Currently the Act excludes student housing to allow “on-campus housing to be reserved exclusively for the use of students enrolled in post-secondary programs,” according to the Ministry. Renter rights in student housing have been a significant focus of AMS advocacy in recent years, considering the Residential Tenancy Act includes protection against aggressive rent increases.
“Vancouver housing is just really crazy,” Tong said. “But I know that UBC student housing, it's definitely less pricey. It's just that it's so hard to access and the wait time is really long … I really want to fix that, and first I just want to lobby for increased student living allowances from Student Aid BC.”
Tong also wants “to expand the criteria for priority access to student housing at UBC to cover also international students.”
While lobbying the provincial government lies within the scope of VP external, housing issues at UBC would fall under the mandate of the VP academic and university affairs. Tong said in debates she would make advocating to UBC part of her work generally as an AMS executive.
On transit, Tong said she would like to get “shovels in the ground as soon as possible” on the SkyTrain extension to UBC, a long-standing priority for the VP external office. The SkyTrain to UBC was approved last year, but is not a high-priority project for the City of Vancouver.
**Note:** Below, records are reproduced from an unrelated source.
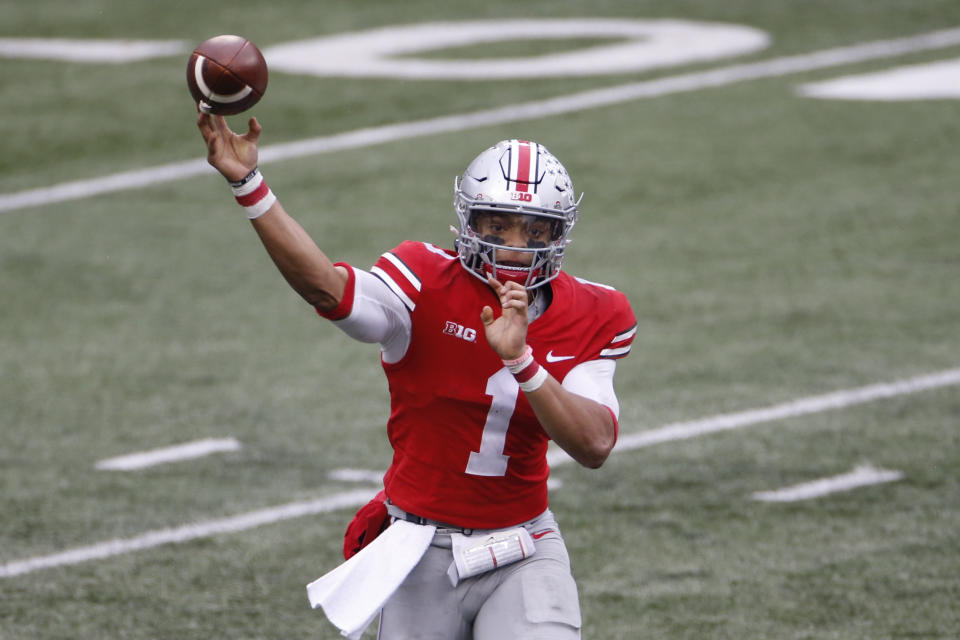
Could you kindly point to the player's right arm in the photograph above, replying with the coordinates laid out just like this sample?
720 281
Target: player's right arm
305 267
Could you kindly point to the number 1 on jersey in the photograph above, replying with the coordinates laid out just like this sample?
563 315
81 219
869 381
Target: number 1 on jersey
490 460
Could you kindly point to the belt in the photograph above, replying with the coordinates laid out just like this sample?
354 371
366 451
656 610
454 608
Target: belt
442 527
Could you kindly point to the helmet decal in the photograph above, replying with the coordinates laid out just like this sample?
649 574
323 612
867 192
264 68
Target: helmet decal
518 178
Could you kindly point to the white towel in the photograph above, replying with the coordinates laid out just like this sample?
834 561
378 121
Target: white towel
352 594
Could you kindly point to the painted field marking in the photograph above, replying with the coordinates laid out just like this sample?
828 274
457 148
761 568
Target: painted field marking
793 409
185 533
176 453
534 110
938 80
356 475
862 476
678 431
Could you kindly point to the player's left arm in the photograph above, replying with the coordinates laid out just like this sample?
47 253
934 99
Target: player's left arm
584 428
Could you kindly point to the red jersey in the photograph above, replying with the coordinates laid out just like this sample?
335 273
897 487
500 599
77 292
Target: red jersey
468 449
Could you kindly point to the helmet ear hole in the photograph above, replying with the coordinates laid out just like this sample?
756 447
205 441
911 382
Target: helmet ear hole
514 177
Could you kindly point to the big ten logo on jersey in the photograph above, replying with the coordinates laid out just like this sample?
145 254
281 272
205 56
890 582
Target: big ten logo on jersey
460 331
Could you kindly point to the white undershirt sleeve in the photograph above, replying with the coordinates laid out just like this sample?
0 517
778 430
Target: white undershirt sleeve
594 380
378 315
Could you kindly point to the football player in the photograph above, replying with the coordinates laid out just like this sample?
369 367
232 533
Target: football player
491 351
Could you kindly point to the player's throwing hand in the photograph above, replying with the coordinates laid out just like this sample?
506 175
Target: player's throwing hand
231 154
507 334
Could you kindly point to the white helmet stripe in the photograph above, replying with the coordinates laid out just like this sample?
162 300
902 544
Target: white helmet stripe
520 163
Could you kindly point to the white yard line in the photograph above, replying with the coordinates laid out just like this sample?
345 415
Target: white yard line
176 453
500 115
678 431
863 476
793 409
356 475
188 532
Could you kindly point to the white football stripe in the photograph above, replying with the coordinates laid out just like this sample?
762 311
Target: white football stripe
175 453
209 93
535 110
863 476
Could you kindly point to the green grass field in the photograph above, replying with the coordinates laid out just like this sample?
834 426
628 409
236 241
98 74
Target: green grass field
774 247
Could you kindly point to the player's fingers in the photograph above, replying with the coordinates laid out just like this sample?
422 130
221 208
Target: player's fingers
220 124
253 130
486 316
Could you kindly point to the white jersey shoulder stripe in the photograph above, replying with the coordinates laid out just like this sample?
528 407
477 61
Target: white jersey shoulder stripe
595 284
625 335
390 282
403 269
437 250
615 353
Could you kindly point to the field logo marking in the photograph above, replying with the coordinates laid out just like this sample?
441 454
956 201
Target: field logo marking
649 44
929 81
534 110
679 431
176 453
862 476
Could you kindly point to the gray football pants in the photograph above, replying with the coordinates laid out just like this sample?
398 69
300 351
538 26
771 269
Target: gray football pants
533 599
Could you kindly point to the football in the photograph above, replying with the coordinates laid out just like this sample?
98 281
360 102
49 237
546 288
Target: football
226 75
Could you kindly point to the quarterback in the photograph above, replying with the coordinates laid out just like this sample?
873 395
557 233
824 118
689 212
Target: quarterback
490 351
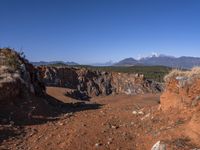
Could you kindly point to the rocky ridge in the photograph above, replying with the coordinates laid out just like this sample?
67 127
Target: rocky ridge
94 83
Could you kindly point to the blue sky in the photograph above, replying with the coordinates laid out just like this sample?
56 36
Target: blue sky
89 31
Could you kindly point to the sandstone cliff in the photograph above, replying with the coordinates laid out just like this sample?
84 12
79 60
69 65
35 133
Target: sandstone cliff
18 78
94 83
182 95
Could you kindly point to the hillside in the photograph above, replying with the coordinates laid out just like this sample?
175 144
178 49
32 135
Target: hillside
163 60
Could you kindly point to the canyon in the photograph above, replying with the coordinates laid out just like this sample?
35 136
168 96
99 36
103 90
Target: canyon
47 107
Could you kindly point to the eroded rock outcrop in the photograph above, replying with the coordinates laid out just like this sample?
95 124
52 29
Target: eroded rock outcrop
182 95
94 83
18 78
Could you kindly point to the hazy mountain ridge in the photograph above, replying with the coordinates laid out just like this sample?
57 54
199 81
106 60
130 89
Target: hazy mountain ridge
45 63
163 60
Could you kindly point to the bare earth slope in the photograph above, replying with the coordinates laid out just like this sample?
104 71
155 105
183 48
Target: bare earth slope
110 122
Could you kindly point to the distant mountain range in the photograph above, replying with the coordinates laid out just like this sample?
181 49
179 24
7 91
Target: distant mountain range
184 62
163 60
45 63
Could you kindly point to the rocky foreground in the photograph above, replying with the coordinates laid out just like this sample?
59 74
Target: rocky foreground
86 109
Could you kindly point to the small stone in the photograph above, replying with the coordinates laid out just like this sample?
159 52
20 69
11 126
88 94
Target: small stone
109 142
114 127
134 112
97 144
141 113
159 146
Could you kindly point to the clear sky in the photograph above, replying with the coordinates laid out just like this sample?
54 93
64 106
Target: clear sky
89 31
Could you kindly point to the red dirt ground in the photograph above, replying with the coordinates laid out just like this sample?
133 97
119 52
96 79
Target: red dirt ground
104 123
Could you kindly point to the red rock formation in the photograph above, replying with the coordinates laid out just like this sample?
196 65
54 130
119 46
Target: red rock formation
182 94
94 83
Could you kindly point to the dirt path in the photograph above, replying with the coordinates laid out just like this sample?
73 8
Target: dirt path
109 127
109 124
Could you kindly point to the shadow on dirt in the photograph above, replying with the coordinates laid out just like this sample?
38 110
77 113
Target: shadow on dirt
35 111
79 95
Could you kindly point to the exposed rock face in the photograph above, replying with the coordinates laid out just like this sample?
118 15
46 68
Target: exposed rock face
94 83
17 76
182 94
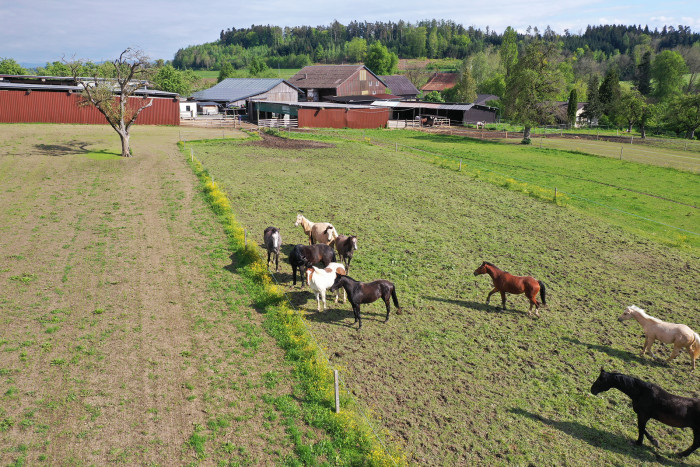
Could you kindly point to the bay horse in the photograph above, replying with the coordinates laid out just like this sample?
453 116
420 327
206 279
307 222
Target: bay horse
366 292
651 401
320 280
345 246
273 242
505 282
318 232
303 256
680 335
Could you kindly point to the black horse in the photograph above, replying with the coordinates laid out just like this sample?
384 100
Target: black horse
303 256
651 401
366 292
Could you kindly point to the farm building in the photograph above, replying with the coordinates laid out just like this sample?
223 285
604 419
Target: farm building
322 81
401 86
47 99
234 92
440 82
320 114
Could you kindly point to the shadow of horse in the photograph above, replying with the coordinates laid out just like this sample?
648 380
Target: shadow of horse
623 355
600 439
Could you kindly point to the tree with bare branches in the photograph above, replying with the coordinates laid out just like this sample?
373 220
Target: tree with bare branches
112 95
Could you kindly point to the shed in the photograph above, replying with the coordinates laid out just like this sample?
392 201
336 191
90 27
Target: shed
322 81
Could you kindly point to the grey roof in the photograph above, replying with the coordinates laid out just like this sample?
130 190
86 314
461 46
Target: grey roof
400 85
236 89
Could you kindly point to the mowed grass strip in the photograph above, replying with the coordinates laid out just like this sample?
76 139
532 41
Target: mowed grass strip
452 380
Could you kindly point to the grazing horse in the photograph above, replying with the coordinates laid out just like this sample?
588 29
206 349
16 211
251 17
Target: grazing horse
346 246
273 242
321 279
317 231
680 335
303 256
507 283
366 292
651 401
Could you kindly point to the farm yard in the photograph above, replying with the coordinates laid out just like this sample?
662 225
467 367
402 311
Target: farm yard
127 336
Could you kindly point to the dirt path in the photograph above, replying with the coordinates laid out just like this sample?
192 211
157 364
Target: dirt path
123 335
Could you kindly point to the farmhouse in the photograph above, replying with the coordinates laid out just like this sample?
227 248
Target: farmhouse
234 92
322 81
401 86
54 99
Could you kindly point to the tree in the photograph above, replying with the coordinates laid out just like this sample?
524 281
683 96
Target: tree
10 67
533 85
572 107
380 60
667 70
226 71
112 96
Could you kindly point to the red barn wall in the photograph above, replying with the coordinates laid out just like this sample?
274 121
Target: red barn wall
61 107
342 118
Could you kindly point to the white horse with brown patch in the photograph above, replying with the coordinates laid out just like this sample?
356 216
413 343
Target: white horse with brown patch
318 232
680 335
320 280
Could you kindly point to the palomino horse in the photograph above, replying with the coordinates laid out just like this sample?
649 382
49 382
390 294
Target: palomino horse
507 283
680 335
318 232
303 256
366 292
321 279
651 401
273 242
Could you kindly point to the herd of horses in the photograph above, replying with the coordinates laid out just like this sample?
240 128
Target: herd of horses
648 400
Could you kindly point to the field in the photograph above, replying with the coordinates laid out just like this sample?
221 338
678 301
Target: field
455 381
126 336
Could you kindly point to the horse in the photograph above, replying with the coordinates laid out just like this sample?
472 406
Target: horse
507 283
303 256
273 242
651 401
366 292
680 335
321 279
317 231
345 246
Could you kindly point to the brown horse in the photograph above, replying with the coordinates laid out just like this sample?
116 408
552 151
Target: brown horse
507 283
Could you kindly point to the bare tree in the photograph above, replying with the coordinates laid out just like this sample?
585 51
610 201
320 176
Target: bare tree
112 95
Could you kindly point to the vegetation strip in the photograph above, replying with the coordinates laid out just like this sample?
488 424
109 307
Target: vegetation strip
354 437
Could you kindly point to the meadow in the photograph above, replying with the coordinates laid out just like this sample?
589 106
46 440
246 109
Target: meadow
453 380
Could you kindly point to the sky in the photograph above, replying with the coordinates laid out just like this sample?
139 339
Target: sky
34 32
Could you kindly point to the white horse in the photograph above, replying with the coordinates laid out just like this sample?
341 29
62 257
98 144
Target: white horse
680 335
320 280
318 232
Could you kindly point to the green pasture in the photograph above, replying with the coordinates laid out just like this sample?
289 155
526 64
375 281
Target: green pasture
451 380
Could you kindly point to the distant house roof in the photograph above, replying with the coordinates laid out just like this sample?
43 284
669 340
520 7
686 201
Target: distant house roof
325 76
236 89
400 85
441 81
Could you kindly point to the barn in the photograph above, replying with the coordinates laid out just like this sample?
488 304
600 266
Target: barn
322 81
51 99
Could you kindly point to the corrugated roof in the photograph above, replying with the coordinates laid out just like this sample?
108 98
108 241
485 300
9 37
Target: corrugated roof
400 85
441 81
235 89
325 76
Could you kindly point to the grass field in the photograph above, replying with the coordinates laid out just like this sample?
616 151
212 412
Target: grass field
126 337
453 380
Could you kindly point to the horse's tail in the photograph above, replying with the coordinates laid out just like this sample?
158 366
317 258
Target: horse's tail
396 300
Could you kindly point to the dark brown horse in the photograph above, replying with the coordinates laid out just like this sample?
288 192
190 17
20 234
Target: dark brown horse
651 401
304 256
507 283
366 292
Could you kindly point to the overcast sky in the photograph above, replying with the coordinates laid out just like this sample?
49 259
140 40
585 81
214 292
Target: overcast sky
40 31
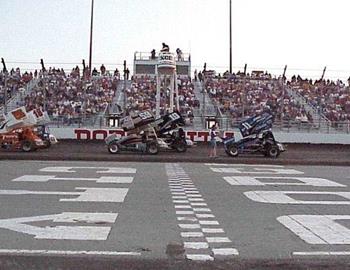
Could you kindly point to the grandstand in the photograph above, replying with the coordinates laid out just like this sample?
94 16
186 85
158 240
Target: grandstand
72 99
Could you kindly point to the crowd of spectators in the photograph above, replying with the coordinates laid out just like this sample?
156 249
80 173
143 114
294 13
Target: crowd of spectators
142 96
239 95
70 96
15 82
330 98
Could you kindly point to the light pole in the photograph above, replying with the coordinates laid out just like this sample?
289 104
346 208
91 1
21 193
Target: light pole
91 27
230 36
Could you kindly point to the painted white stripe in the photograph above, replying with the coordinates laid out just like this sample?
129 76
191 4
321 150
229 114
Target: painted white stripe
178 193
189 226
183 206
85 195
244 165
256 171
196 199
192 234
191 191
205 216
201 210
194 196
218 240
104 169
196 245
199 257
67 252
186 219
212 230
179 197
300 230
20 225
184 212
298 181
180 201
208 222
198 204
282 197
322 253
225 251
46 178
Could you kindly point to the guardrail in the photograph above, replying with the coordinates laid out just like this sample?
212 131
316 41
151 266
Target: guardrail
226 124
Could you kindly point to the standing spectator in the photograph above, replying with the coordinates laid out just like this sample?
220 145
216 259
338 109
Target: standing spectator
179 54
127 72
200 76
153 54
212 143
165 47
103 69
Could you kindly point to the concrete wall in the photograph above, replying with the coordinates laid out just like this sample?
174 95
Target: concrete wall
200 136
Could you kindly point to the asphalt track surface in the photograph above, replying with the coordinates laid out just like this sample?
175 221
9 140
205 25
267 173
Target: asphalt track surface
296 154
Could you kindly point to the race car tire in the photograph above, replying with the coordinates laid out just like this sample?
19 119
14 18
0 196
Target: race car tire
152 148
273 151
232 150
113 148
47 143
181 147
27 146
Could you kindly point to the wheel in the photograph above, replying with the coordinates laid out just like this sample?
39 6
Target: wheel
47 143
113 148
152 148
232 150
180 146
273 151
27 146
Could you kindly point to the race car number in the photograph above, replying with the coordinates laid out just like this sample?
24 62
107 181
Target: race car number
145 115
174 116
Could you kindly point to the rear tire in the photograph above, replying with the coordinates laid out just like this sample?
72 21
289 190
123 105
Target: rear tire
113 148
181 147
27 146
152 148
232 150
273 151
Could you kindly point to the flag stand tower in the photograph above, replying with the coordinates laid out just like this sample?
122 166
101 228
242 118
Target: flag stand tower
166 79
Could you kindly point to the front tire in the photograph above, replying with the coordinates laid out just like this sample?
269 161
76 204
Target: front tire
152 148
27 146
113 148
181 147
232 150
273 151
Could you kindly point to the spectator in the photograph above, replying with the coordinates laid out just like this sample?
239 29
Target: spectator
153 54
127 72
103 70
165 48
179 54
212 142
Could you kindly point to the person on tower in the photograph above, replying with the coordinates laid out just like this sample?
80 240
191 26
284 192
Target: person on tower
165 48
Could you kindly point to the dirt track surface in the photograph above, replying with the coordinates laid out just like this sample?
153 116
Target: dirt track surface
296 154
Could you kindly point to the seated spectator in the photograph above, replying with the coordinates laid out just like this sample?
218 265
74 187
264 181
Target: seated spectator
165 48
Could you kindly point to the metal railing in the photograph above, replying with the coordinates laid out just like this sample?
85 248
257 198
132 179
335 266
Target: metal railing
225 124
Tong intends to “push the business case” for the project while aiming to “reduce climate impacts” associated with its construction. The business case would describe the project’s scope, estimated capital and operating costs, and projected social and environmental impacts.
Tong also noted visibility issues on highways around UBC and wants to do more to discourage dangerous or impaired driving.
“On the safety side, I really want to implement more streetlights, traffic cameras and road signs around UBC campus,” Tong said.
Safety improvements were recently made along Northwest Marine Drive by the Ministry of Transportation and Infrastructure, following a driver who crashed their car on the road and killed two students in late 2021.
Additionally, Tong said she’d work to expand resources available to victims of sexual assault, saying she’d like to advocate for the Sexual Violence and Misconduct Policy Act to be extended to mandate support for survivors of gender-based violence and implement trauma-informed care.
In debates, Tong was not able to answer several questions about municipal and provincial policy in specifics. She also initially stated that she was unaware of issues that BIPOC students may have with an increased Vancouver Police Department budget, but has since apologized and said she is "aware that police brutality exists."